We have camped with tents, cabins and of course an RV. Almost every holiday (from Mardi Gras to Halloween) was spent at a campground. While we loved owning an RV, it’s not the perfect choice for every family.
But is a n RV right for you?
Is the road calling your name? You may be thinking about buying an RV to satisfy your wanderlust so you can see the country, or you may just want to plan a great vacation with the family. Whatever the reasons, if you are considering buying an RV, here are a few things you need to know.

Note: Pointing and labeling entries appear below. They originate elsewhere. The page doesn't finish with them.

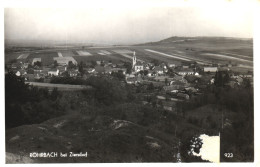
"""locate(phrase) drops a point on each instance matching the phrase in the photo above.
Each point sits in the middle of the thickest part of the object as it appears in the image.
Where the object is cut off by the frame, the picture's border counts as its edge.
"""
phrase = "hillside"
(103, 138)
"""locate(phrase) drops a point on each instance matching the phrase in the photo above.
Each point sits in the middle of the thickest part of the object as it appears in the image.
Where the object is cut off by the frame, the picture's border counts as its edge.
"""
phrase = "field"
(204, 50)
(46, 57)
(61, 87)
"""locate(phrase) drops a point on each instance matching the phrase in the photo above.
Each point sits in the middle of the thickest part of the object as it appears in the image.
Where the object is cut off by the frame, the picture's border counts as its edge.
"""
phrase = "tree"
(55, 64)
(81, 69)
(71, 65)
(93, 63)
(155, 62)
(128, 67)
(166, 81)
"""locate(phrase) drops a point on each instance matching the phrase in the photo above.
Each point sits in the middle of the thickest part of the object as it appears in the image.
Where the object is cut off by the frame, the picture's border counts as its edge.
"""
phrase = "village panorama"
(139, 103)
(129, 85)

What Type of Camper Are You?
Do you plan to just do an occasional camping trip over a weekend or are you wanting to hit the road for an extended period of time? If you plan to spend a lot of time traveling and camping, you will need a different type of RV than if you just plan to spend two weekends a year in a campground.

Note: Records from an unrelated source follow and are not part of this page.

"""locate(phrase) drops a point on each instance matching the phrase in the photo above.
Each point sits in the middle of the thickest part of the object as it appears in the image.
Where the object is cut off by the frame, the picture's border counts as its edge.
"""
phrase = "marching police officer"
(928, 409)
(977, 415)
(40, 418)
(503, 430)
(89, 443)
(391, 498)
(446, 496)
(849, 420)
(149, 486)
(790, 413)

What Type of Recreational Vehicle Do You Need?
There are several types of recreational vehicles to choose from. You can choose a Class A, B, or C motorhome, a travel trailer, a fifth-wheel trailer, a pop-up camping trailer, a truck camper, or a toy hauler/camper. All of them offer shelter for travel and camping, but some offer more amenities and conveniences for long-term travel and RV living.

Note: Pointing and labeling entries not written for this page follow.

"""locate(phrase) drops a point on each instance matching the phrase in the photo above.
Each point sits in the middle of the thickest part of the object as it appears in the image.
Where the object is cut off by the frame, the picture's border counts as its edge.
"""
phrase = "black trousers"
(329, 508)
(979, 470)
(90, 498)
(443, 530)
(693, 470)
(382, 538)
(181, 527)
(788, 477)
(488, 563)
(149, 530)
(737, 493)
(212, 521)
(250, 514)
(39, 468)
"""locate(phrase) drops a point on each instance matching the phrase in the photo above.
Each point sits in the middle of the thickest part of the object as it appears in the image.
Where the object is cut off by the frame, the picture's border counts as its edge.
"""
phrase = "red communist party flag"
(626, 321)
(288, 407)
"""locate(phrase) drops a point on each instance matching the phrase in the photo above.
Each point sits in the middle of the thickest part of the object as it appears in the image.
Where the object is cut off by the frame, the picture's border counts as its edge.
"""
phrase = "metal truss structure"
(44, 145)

Motorhomes are self-contained, and you don’t need a separate vehicle to drive these living quarters around and you actually travel inside them. Travel trailers, fifth-wheels, pop-ups, and toy haulers are all separate, pull-behind campers that you can unload and park. You don’t travel inside these trailers, you just live in them when they are parked. Truck Campers aren’t pulled behind a vehicle, instead, this type of RV slides inside a truck bed and can be unloaded and set up at a camp site.
Storage and Parking
If you invest your money in an RV, keep in mind that you will need a place to store it when you aren’t using it. If you don’t have space at your home to park your RV or your homeowner’s association won’t allow an RV to be parked at your home, you will need to pay storage fees somewhere when you aren’t using it. Check into those fees before you decide to buy.
Maintenance and Upkeep
Like anything else you own, an RV requires regular maintenance and upkeep. Are you handy enough to do the work yourself or will you need to hire someone else to do maintenance on your rig?
Driving a large motorhome or pulling a big travel trailer doesn’t exactly boost your gas mileage. Instead, you will need to plan for a much larger fuel budget with any RV you choose.
There are several things to consider when choosing your next RV. You will need to look into insurance costs and increases for any RV you consider. You will also need to determine if the kitchen area in the RV you are looking at is adequate for your needs. Ask plenty of questions before you buy then get ready to hit the road and enjoy the RV you choose.
Have you considered purchasing a RV for your family? Do you have any recommendations to share for those inquiring about a prospective RV purchase?